Criatividade, alegria e diversão em fantasias dos mais variados estilos marcaram o carnaval de rua de Vigia de Nazaré, no nordeste paraense, onde foliões de dois blocos tradicionais saíram pelas ruas da cidade ontem à tarde: “As Virgienses” e “Os Cabraçurdos”. Ambos tiveram como tema os 400 anos da cidade. A forte chuva que caiu sobre Vigia durante a tarde não esmoreceu os brincantes. Segundo a organização do carnaval de Vigia, mais de 100 mil pessoas participaram dos blocos.
Com o tema “400 beijos para Vigia”, as Virgienses começaram a desfilar pelas ruas estreitas por volta de 17 horas. Na concentração, os foliões receberam copos de caipirinha. A organização do bloco fez mais de mil litros de caipirinha para distribuir aos brincantes. O bloco tradicional é formado exclusivamente por homens vestidos de mulher. “Há 31 anos que o bloco sai às ruas. Ele foi o pioneiro na cidade. Em uma época que tinha apenas o baile de carnaval à noite. Neste ano resolvemos homenagear Vigia, que fez 400 anos. Aqui tem muita diversão e criatividade. Nem a chuva afasta o folião”, comentou o presidente das Virgienses, Tiago Palheta, que distribuía a caipirinha na concentração.
Dois trios saíram pelas ruas, arrastando As Virgienses. Um foi comandado pelo Clube Musical União Vigiense, que tem 100 anos, e o outro pelo Sorriso Moleque. As músicas foram as marchinhas de carnaval e também os sucessos do axé, samba, forró e sertanejo. O bloco terminou no corredor da folia, que fica no espaço cultural Dia Pê.
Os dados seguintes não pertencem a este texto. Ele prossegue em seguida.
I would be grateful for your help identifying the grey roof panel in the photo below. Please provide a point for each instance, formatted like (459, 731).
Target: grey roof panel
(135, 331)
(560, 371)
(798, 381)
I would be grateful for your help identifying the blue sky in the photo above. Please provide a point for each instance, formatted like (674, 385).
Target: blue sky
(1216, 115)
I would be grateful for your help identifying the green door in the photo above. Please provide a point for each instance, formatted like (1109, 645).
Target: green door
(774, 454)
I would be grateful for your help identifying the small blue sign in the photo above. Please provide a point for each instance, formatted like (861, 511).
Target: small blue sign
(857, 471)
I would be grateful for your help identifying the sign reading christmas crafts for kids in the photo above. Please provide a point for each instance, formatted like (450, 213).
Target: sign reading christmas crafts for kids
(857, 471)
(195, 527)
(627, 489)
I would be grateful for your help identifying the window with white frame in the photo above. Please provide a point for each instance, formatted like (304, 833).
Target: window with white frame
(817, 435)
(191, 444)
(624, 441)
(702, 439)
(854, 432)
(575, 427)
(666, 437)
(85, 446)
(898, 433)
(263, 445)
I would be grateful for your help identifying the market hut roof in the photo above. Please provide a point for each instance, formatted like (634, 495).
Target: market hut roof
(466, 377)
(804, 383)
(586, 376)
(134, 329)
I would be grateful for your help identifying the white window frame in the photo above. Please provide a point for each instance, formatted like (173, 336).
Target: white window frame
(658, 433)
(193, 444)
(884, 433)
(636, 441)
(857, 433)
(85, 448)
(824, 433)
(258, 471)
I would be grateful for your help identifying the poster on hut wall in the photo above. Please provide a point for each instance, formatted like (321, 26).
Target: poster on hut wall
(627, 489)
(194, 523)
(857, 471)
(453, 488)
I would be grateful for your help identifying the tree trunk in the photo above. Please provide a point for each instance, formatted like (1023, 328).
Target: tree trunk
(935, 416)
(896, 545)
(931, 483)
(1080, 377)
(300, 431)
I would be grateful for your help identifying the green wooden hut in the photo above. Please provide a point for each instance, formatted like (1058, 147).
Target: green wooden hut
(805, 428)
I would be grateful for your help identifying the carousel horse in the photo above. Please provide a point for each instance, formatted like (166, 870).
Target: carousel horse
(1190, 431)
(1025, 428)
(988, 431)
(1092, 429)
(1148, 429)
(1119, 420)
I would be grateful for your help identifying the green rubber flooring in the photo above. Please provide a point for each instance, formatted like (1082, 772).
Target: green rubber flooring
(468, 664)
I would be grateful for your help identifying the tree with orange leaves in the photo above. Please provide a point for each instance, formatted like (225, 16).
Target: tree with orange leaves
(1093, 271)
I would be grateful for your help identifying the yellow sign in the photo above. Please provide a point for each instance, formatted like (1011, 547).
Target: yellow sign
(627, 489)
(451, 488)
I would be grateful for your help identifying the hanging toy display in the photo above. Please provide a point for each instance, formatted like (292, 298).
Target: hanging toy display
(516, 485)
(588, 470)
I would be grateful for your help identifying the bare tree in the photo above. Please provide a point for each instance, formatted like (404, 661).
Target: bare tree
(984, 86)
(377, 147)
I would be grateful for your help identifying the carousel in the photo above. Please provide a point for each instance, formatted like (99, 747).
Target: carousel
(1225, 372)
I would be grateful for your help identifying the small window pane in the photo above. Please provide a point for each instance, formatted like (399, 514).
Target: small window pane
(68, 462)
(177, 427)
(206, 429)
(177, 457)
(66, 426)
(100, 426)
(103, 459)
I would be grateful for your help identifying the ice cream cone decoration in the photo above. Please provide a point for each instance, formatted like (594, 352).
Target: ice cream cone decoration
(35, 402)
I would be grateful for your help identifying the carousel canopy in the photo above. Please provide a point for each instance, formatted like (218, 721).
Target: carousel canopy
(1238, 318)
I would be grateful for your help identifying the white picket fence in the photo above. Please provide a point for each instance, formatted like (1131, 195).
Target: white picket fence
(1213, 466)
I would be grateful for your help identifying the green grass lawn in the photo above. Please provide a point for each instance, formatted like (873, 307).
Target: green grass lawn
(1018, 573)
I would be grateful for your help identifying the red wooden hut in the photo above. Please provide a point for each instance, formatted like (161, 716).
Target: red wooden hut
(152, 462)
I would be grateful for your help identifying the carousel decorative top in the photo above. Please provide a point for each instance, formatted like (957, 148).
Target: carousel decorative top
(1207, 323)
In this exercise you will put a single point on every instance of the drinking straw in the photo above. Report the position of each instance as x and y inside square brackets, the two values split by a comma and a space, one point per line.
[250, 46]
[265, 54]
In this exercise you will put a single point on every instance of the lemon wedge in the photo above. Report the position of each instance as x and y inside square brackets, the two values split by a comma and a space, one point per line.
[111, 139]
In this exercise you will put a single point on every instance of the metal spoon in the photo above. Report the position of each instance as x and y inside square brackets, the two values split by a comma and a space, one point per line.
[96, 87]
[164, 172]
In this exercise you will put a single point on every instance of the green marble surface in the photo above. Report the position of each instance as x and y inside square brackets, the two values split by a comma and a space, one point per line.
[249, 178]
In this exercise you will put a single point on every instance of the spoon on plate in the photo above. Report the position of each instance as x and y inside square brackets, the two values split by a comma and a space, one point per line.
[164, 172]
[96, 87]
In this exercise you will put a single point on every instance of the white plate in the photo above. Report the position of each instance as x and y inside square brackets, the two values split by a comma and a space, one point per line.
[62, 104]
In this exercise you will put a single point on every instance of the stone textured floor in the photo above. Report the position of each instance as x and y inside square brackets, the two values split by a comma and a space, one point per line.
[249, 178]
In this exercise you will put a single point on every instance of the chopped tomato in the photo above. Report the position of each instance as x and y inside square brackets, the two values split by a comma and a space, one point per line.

As fantasias usadas pelos brincantes foram criativas. Teve homem vestido de “Senhorita Andreza”, célebre nas redes sociais pelo convite a uma festa com drogas e sexo e que depois foi presa; outros se vestiram de Elsa, do filme Frozen, de mulher-gato, de princesa, de guerreira. Tinha fantasia bem elaborada, com peruca, acessórios, vestido com as característica do personagem escolhido. E outras bem simples, mas que mesmo assim não deixavam de ser descontraídas. Uma toalha, uma peruca velha, meia-calça, sutiã da esposa e até a camisola eram peças que ajudaram os rapazes a compor o modelito para usar no bloco “As Virgienses”. A música “Meu Violão e o Nosso Cachorro”, da dupla Simone e Simaria, também inspirou muitos brincantes, que levaram um poodle e um violão, colocaram saia, blusa e bota e saíram desfilando pelas ruas.
E para não molhar a fantasia, muitos foliões incorporaram guarda-chuva e sombrinha, elemento essencial usado por muitos brincantes por causa da chuva forte. Outros curtiam a folia até debaixo d’água.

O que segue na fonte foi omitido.